Ahora sí que ha conseguido distraerme.

—¡No me puedo creer lo que estoy oyendo! Has estado saliendo con dos chicas durante un año y medio, las has visto por turnos entre discotecas, pizzerías, pubs y restaurantes, con el peligro continuo de que te pillaran… Sin renunciar a la presumida de turno, que podía aparecer por casualidad entre Beatrice y Deborah, como aquella del T-Bone Station…

—Joder, ¿te acuerdas de ésa? ¡Menudas tetas tenía! —comenta Gio, extasiado por el recuerdo.

—¿Lo ves?, tu pasado te está despertando… Y, por si no fuera suficiente, después te liaste con la amiga de María, ¿y ahora quieres ser sincero?

—Bueno, es el final de un trayecto. Varias etapas que me han traído hasta aquí…, a España: en resumen, el principio de mi transformación. Me he enamorado de Elena. De ahora en adelante quiero ser monótono: tener una sola mujer.

—Monógamo, se dice monógamo, Gio. A pesar de que para ti el significado sea el mismo.

—Un monógamo en España… —Mueve la mano como si leyera las letras en alto delante de él—. ¿No sería un título precioso para una historia?

Justo en ese momento llega Elena.

—Aquí están las cervezas… —Deja la bandeja con los tres vasos sobre el asiento del banco.

Gio la mira sorprendido.

—Pero mi Coca-Cola no está…

—Sí, tienes razón, perdona. ¿Quieres que vaya a cambiarla? —pregunta Elena haciendo ver que se ha equivocado. Está complaciendo un deseo de Gio, pero no quiere demostrarlo.

—No, no, al contrario —contesta él, agradecido.

Elena sonríe maliciosa.

—Así podremos brindar…

—Sí… —La miro con curiosidad—. ¿Y por qué?

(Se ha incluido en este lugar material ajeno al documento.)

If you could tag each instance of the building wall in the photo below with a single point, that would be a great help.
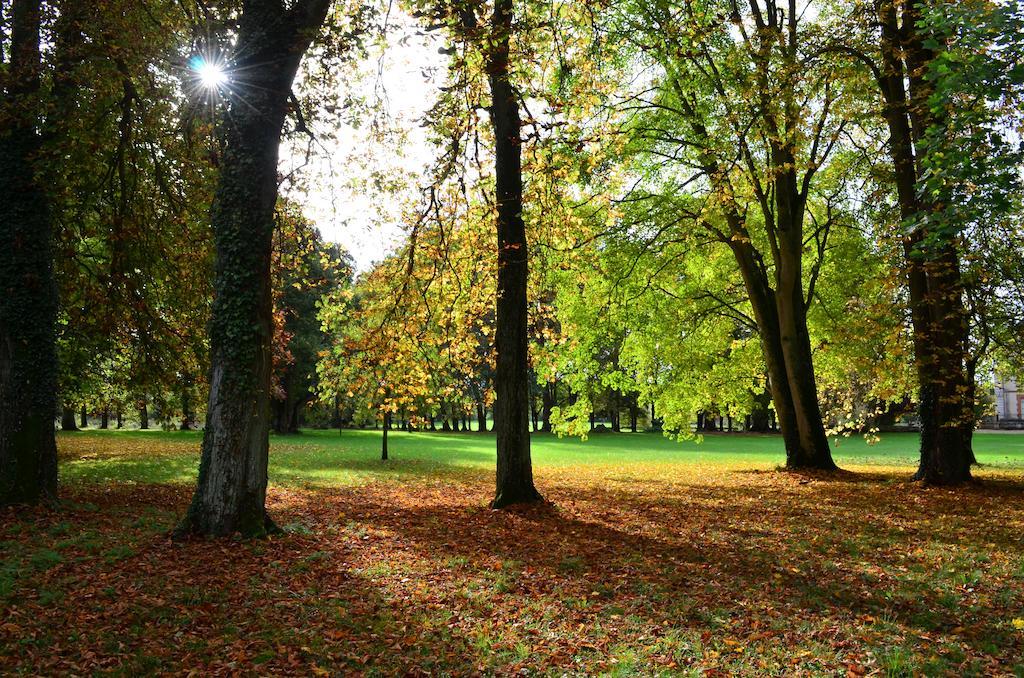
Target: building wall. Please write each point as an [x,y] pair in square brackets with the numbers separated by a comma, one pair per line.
[1009,400]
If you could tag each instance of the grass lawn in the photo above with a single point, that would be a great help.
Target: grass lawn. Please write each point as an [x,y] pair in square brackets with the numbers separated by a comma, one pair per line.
[654,557]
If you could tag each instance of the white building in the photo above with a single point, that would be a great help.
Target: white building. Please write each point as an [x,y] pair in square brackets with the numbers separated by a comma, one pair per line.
[1009,400]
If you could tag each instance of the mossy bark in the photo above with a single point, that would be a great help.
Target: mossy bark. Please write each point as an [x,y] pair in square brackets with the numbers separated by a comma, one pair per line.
[231,491]
[28,291]
[514,474]
[932,260]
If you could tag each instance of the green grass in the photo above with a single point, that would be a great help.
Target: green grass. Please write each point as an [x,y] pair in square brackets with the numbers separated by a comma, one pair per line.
[330,458]
[654,557]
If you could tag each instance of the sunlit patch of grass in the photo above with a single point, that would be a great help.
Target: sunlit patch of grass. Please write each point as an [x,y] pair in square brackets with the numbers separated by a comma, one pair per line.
[657,558]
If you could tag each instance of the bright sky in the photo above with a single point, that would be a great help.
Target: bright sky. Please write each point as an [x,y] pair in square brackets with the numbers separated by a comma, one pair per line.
[337,188]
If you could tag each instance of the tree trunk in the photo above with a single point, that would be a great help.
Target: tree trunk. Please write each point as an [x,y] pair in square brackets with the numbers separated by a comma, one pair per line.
[28,291]
[514,474]
[186,413]
[68,419]
[781,322]
[933,279]
[231,490]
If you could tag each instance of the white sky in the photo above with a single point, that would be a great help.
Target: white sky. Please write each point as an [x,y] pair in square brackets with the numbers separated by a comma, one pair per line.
[336,189]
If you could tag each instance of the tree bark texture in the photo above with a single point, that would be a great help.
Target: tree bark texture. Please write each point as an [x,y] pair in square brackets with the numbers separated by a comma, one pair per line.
[28,291]
[231,490]
[514,474]
[934,284]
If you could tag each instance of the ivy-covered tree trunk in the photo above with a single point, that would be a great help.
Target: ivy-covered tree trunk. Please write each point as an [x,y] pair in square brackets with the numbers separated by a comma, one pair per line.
[515,472]
[800,421]
[231,490]
[28,291]
[934,284]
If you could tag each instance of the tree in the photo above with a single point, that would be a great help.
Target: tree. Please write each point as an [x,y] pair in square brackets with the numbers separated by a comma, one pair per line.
[515,473]
[231,489]
[949,81]
[28,292]
[743,117]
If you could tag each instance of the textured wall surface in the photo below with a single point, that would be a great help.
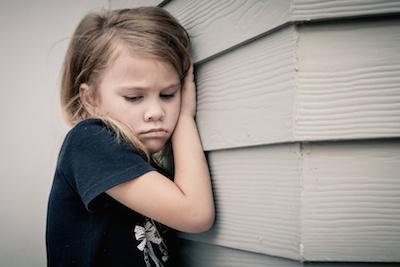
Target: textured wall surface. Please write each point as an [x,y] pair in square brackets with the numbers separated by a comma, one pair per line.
[299,110]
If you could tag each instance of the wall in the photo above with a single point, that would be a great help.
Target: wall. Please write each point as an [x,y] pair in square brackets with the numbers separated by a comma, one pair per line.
[34,36]
[299,111]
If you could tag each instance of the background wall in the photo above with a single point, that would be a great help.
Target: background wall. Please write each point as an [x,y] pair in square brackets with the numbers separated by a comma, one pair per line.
[279,83]
[34,36]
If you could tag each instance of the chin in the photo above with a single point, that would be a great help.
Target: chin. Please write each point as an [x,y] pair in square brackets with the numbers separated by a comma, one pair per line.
[154,147]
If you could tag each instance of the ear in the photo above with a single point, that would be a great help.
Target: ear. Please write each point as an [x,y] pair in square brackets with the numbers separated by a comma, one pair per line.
[88,98]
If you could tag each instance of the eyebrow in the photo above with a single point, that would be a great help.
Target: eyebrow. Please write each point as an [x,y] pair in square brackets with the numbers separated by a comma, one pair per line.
[144,88]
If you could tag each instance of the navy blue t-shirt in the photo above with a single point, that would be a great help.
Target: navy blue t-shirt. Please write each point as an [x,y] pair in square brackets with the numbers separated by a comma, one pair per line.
[85,226]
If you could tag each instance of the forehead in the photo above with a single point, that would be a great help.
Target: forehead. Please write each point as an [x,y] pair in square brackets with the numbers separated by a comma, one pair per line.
[130,69]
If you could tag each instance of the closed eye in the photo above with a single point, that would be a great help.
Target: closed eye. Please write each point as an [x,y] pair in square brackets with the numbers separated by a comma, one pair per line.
[167,96]
[133,98]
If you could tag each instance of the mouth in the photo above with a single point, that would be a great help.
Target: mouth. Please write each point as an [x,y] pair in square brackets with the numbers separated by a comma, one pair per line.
[155,133]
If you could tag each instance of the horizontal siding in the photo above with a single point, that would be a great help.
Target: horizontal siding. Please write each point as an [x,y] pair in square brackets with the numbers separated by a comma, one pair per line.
[348,81]
[334,9]
[257,193]
[216,26]
[195,254]
[118,4]
[351,201]
[246,97]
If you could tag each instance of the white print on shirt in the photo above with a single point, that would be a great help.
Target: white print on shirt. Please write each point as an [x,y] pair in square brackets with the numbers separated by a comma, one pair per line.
[147,236]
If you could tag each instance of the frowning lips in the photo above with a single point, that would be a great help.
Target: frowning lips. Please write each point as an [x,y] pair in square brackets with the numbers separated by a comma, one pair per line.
[155,133]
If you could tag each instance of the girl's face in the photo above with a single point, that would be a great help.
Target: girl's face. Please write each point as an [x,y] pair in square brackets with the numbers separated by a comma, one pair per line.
[144,93]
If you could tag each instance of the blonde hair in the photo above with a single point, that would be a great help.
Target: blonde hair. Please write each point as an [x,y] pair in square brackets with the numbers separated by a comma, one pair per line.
[147,31]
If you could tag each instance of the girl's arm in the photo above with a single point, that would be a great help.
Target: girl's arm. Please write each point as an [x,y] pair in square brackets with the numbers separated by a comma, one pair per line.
[187,203]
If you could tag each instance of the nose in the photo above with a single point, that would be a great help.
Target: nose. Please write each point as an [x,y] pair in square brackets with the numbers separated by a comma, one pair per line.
[154,112]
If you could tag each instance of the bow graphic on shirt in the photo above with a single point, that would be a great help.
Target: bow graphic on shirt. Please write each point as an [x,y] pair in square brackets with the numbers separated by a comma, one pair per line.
[146,236]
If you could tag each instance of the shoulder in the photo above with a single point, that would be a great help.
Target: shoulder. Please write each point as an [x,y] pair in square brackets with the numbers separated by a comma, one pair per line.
[89,131]
[89,126]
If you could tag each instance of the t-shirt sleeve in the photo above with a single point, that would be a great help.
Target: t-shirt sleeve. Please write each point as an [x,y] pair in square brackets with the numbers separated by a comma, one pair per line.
[93,162]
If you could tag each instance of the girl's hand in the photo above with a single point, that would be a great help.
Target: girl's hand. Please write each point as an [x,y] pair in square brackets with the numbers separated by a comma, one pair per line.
[188,101]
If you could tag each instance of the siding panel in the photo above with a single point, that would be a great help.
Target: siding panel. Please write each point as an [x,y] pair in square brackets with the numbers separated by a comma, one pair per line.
[216,26]
[351,201]
[246,98]
[195,254]
[348,81]
[118,4]
[257,200]
[334,9]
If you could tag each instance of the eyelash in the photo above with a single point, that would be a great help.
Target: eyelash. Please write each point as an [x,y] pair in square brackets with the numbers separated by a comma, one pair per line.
[137,98]
[133,98]
[167,96]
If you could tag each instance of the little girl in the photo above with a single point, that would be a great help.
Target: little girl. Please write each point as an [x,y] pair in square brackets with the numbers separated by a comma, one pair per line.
[127,89]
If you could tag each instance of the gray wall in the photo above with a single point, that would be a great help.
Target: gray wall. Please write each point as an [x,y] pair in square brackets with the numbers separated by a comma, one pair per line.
[34,36]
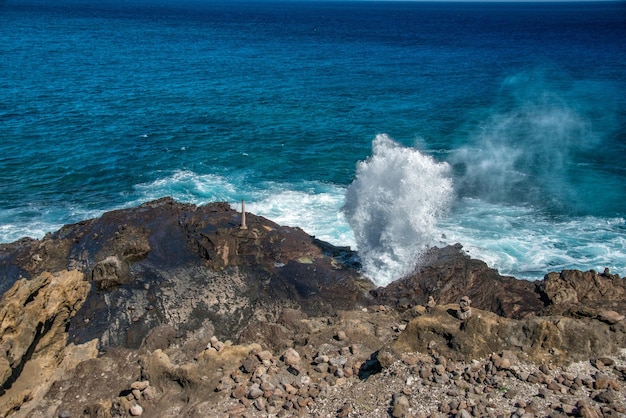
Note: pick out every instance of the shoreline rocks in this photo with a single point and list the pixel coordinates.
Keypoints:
(268, 321)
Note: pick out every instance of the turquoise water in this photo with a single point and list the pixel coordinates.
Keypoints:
(389, 127)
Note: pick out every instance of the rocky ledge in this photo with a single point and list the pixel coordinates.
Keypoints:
(170, 309)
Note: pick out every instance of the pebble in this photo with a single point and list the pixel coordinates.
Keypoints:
(140, 385)
(291, 357)
(400, 406)
(136, 410)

—Por el destino que nos ha traído aquí. Quiero decir, nos hemos conocido por una serie de coincidencias, estamos buscando a una chica por España que está saliendo con un chico moreno…, y parece que todo esté perdido. Pero me parece que el destino puede cambiarse, cada día es distinto, tienes que luchar para ganar. Tú construyes tu felicidad. Porque cada día es tuyo… —La miro sorprendido. Por un instante, el corazón me baila con fuerza, con una emoción muy profunda.

—¿Qué has dicho?

—Oh, ¿lo he dicho mal en italiano? Cada día es tuyo.

—Eso era lo que me decía siempre mi padre.

Elena me sonríe.

—Yo también lo creo.

Hacemos chocar con fuerza los vasos de plástico, un poco más y la cerveza se derrama al suelo. Y, de repente, en vez de conmoverme, me entran ganas de sonreír.

—Es verdad, cada día es mío. Vale la pena intentarlo, ¿no? En el peor de los casos, ¿qué puede decirme?

Elena y Gio se miran y luego me contestan a la vez:

—¡Que no!

Gio se bebe la cerveza de un trago y después tira el vaso a la papelera que hay allí al lado.

—Pues bien, si es verdad que tienes que luchar para ganar…, ¿qué me decís? ¿Le damos una lección al de rizos?

Señala los caballitos, coge a Elena de la mano, que a su vez coge la mía, y corremos todos juntos hacia la pista.

—¡Yo esta vez me pido el elfo! —grita Gio.

—¡Calabaza!

—Vale, me pido la oruga —digo riendo, feliz como un niño.

Después miro a mi alrededor. La Befana todavía no se ha asomado: sí, la fiesta continúa.